И что удивительнее всего — даже не простудился тогда.

То, что она шла сейчас той самой плавной, лучшими Львовскими танцмейстерами поставленной походкой («только ноги, мои панны! двигаются только ноги!») через трамвайную остановку вместе с Нусей, его постоянной связной, и несла ему навстречу свою спокойную, недосягаемую улыбку, точно самостоятельный источник света среди городского ноябрьского пейзажа, было почти равно тому, как если бы небеса внезапно обрушились — обрушились, а он бы и не удивился.

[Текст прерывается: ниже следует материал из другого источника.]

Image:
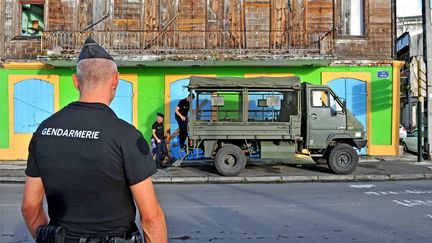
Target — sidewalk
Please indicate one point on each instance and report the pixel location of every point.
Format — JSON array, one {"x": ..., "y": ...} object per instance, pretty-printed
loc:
[{"x": 301, "y": 170}]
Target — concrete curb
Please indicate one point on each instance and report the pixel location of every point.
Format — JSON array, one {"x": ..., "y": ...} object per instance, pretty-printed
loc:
[
  {"x": 264, "y": 179},
  {"x": 287, "y": 179}
]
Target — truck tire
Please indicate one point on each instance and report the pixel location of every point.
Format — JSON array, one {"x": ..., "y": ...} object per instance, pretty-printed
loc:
[
  {"x": 319, "y": 160},
  {"x": 342, "y": 159},
  {"x": 230, "y": 160}
]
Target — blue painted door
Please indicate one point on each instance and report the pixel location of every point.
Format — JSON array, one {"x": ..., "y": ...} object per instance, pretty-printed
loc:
[
  {"x": 122, "y": 102},
  {"x": 33, "y": 103},
  {"x": 353, "y": 93}
]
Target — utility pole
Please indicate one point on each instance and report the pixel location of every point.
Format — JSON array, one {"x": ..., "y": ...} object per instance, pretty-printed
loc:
[
  {"x": 2, "y": 28},
  {"x": 427, "y": 56}
]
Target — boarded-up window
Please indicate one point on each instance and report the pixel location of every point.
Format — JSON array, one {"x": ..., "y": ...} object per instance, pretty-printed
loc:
[
  {"x": 33, "y": 103},
  {"x": 352, "y": 19},
  {"x": 32, "y": 17}
]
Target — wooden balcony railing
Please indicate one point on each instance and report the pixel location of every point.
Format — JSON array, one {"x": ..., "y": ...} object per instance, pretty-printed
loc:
[{"x": 191, "y": 42}]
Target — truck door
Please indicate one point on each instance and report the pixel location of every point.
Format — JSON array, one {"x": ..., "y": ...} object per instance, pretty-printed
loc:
[{"x": 324, "y": 116}]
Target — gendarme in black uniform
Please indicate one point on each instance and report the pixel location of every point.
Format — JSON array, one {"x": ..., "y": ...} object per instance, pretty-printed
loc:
[
  {"x": 87, "y": 159},
  {"x": 183, "y": 106}
]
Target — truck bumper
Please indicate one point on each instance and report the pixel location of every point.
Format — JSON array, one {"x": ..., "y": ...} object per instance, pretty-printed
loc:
[{"x": 360, "y": 143}]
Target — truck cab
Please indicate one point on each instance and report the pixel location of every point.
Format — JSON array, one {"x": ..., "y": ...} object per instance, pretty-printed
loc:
[{"x": 242, "y": 119}]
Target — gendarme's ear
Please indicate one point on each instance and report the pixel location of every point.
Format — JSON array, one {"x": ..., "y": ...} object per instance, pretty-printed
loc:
[
  {"x": 115, "y": 80},
  {"x": 75, "y": 80}
]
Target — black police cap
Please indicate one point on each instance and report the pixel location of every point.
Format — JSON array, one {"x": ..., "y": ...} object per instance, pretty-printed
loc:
[{"x": 91, "y": 49}]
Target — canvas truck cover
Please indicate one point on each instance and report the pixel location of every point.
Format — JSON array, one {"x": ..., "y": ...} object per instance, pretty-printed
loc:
[{"x": 197, "y": 82}]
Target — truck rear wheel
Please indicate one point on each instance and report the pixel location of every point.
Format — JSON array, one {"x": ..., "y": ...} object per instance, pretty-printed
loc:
[
  {"x": 230, "y": 160},
  {"x": 342, "y": 159}
]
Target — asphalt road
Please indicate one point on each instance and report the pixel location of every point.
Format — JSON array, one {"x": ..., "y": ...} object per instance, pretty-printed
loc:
[{"x": 391, "y": 211}]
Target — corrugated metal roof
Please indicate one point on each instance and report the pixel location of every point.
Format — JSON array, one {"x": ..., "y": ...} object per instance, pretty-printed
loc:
[{"x": 233, "y": 82}]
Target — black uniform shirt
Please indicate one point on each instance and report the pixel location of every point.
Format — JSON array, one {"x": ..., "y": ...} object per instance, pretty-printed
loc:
[
  {"x": 159, "y": 129},
  {"x": 183, "y": 107},
  {"x": 87, "y": 159}
]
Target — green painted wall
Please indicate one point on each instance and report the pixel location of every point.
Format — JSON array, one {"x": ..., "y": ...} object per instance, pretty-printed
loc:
[{"x": 151, "y": 92}]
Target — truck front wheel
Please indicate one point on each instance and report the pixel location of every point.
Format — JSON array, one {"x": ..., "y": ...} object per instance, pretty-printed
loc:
[
  {"x": 230, "y": 160},
  {"x": 342, "y": 159}
]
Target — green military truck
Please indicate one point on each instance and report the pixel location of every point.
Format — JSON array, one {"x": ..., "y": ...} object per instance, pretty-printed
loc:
[{"x": 236, "y": 120}]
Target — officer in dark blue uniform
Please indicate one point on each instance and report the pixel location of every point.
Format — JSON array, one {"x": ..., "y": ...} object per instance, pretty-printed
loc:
[
  {"x": 92, "y": 166},
  {"x": 181, "y": 116},
  {"x": 159, "y": 140}
]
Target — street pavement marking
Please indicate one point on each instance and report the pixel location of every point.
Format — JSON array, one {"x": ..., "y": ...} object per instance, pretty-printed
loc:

Снег падал и распространял вокруг запах ее волос — обморочно нежный, влажный, светло-русый запах; одна снежинка села ему на губы, и от этого легкого, дразнящего — по самым кончикам нервов — поцелуя его губы наконец расплываются в давно забытой, тогдашней ночной улыбке — блаженно-глупой, несамовластной, подобно тому, как мышцы сокращаются под ударом докторского молоточка, — и, вместо того чтобы подать знак им обеим, что все в порядке, задание он выполнил и все проходит согласно указанному плану, Адриан Ортинский выдыхает — так же несамовластно, как последний идиот, как необстреляный воробей, ах ты черт, совсем дурачина:

— Гельца…

И словно пробуждается от звука собственного голоса.

— Панство знакомо?

Это Нуся, откуда-то сбоку, чуть ли не из подмышки, маленький шмендрик, и всегда из нее, когда волнуется, лезут эти фальшивые польские конструкции — в свое время заканчивала, хвалилась, польскую гимназию Стшалковской, действительно диво дивное, как это они не смогли выковать там из нее хорошей закалки польскую шовинистку, как?.. Ах, Нуся, Нусечка, золотая ты девчоночка, — внезапно его с головой накрывает буйная, хищная веселость, разбитная, аж пьяная, подобно той, что вспыхивает порой во время боевой операции и прет тобою вперед, рвется из груди песней, и хохотом, и срамными выкриками (однажды пришлось отстреливаться, убегая проходными дворами, по крышам и балкончикам, а в голове гремела зажигательно, прямо как в корчме, плясовая: ой что ж то я во Львове находился! ой чему же я во Львове надивился! — вжик, вжик, одна пуля черканула по бляхе — и словно бубен захохотал, и скрипочка завизжала уже совсем в сумасбродном темпе, presto, presto: си-дит-ба-ба на бал-ко-не, расстави-ла но-ги го-лы, и сты-ы-дно, и вии-дно, как холера! — аха-ха, что, черт собачий, не попал?!) — его распирает, его буквально возносит над землей, сейчас бы он мог играючи, как сказочный великан, подхватить на руки обеих девушек, а ногами расшвырять в разные стороны эту ловушку времени, которое опять собралось, замкнув кольцо вокруг них, теперь уже всех троих, в единственно доступную им реальность, которую — ни обойти, ни объехать: труп на Сербской, пистолет в портфеле, портфель у них в руках, и уже скоро, вот прямо сейчас, полицаи начнут прочесывать город, если уже не начали, — цокает, цокает кровь в жилах, отсчитывая секунды, и они связаны в этом временном мешке — вместе: каким-то невидимым и непостижимым гигантским магнитом Ее притянуло к нему, втиснуло ему в грудь, и танец их не кончится, пока играет оркестр…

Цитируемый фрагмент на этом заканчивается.